If you’re looking to use VMware’s NSX along with Cisco’s UCS, there are a few physical changes that must be made in order to support the larger frame size used with VXLAN and STT (Stateless Transport Tunnel, which I mentioned about in this blog post). Specifically, VXLAN adds 50 bytes to the header, while STT adds 80 bytes. For further reading, I also enjoyed this detailed post on STT from Plexxi.
In an NSXmh world, the protocol used is STT, while NSXv relies on VXLAN. Thus, we need to allow at least 1580 bytes through to cover both scenarios, which is often rounded up to 1600 bytes in the documentation and allows for some wiggle room.
I’ve found that while the VMware NSX Network Virtualization Design Guide does a spectacular job at outlining what the UCS configuration should be, it glosses over a few changes and their impact to a Cisco UCS domain. Additionally, much of the official Cisco documentation tends to leave out the impact of making changes to various configs and policies. This post contains details on the three major changes required for UCS and their impact on workloads.
QoS System Class
In order for the Fabric Interconnects to pass along jumbo frames, meaning any frame with a payload beyond 1500 bytes, you’ll need to edit the appropriate priority within the QoS System Class section. In the example below, I’m passing all LAN traffic over the Best Effort priority. As such, I’ve edited the MTU value for the Best Effort priority to allow for the largest jumbo frames possible – 9216 bytes. For NSX transport traffic, you’ll need to input 1600 bytes or larger due to the VXLAN or STT overhead (around 50 or 80 additional bytes, respectively).
Adjusting settings in the QoS System Class has no impact on the running workloads unless you are lowering the MTU value, which may cause fragmentation / drops if your vNICs are set to a higher value. In the example above, I changed the MTU value of the Best Effort priority from “normal” (1500 bytes) to 9216 bytes.
The FIs will now allow jumbo frames to flow on the Best Effort priority, but no blades within the environment have been configured to use jumbo frames, yet. Let’s fix that.
In order to associate vNIC templates to the correct QoS priority, we’ll need a QoS Policy. This is sort of the glue between a vNIC and QoS priorities. Making a QoS Policy does not have any impact on the environment. Here is the one that I use, which is the same as demonstrated in the VMware NSX Network Virtualization Design Guide.
- Priority = the same priority you adjusted in the QoS System Class, above. In my example, it is the Best Effort priority.
- Burst(Bytes) = Use the same size as the link itself, which is 10 Gb.
- Rate(Kbps) = Use line-rate to avoid any constraints on bandwidth for this link.
- Host Control = By using Full, the UCS domain will respect any CoS priority markings received for prioritizing traffic.

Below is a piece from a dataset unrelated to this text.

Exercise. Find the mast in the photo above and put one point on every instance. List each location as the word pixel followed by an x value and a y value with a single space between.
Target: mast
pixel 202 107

Otherwise, they would be discarded. I tend to use Full for allowing L2 markings to be inserted from within the VDS. Your choice, though. 😉
The policy does nothing until it is applied to a vNIC.
The final step is to edit a vNIC Template with the QoS Policy and adjust the MTU size. This presents an impact in the form of a blade reboot for any blade that uses this vNIC Template, assuming it is an Updating Template.
I strongly suggest making sure your service templates and service profiles are set to User Ack (user acknowledgement) via the associated maintenance policy. This will ensure that all changes are put into the Pending Activities bucket, instead of requiring a massive reboot to all the affected blades.
- Set the MTU value to 1600 bytes or larger. I’ve chosen 9000 bytes because I also plan to use this vNIC for IP Storage.
- Change the QoS Policy to the new NSX policy created previously.
Once you click OK, the system will analyze the impact and let you know what needs to be rebooted.
- Immediate maintenance policy = UCS is going ask if it is OK to reboot all of the affected blades at once – but you can still click Cancel if you don’t want this. Once you click OK, all of the affected blades are rebooted.
- UserAck maintenance policy = UCS will ask if it is OK to put the list of blades into the Pending Activities list. The blades can be rebooted one-by-one using vSphere’s host maintenance mode options.
I’m more of a fan of UserAck.
This is a very simple example. You could use multiple QoS priorities and specify a different priority for NSX VXLAN traffic, or have multiple vNIC Templates, or any combination of the two. I strive for simple configurations because they are most often plenty powerful enough for 99% of use cases.
My point in this article was to clear up what requires a reboot and has impacts to the system, and what can be easily changed without causing a fuss. With that said, it’s still best to submit a change control for these sorts of things and try to perform the changes during a maintenance window.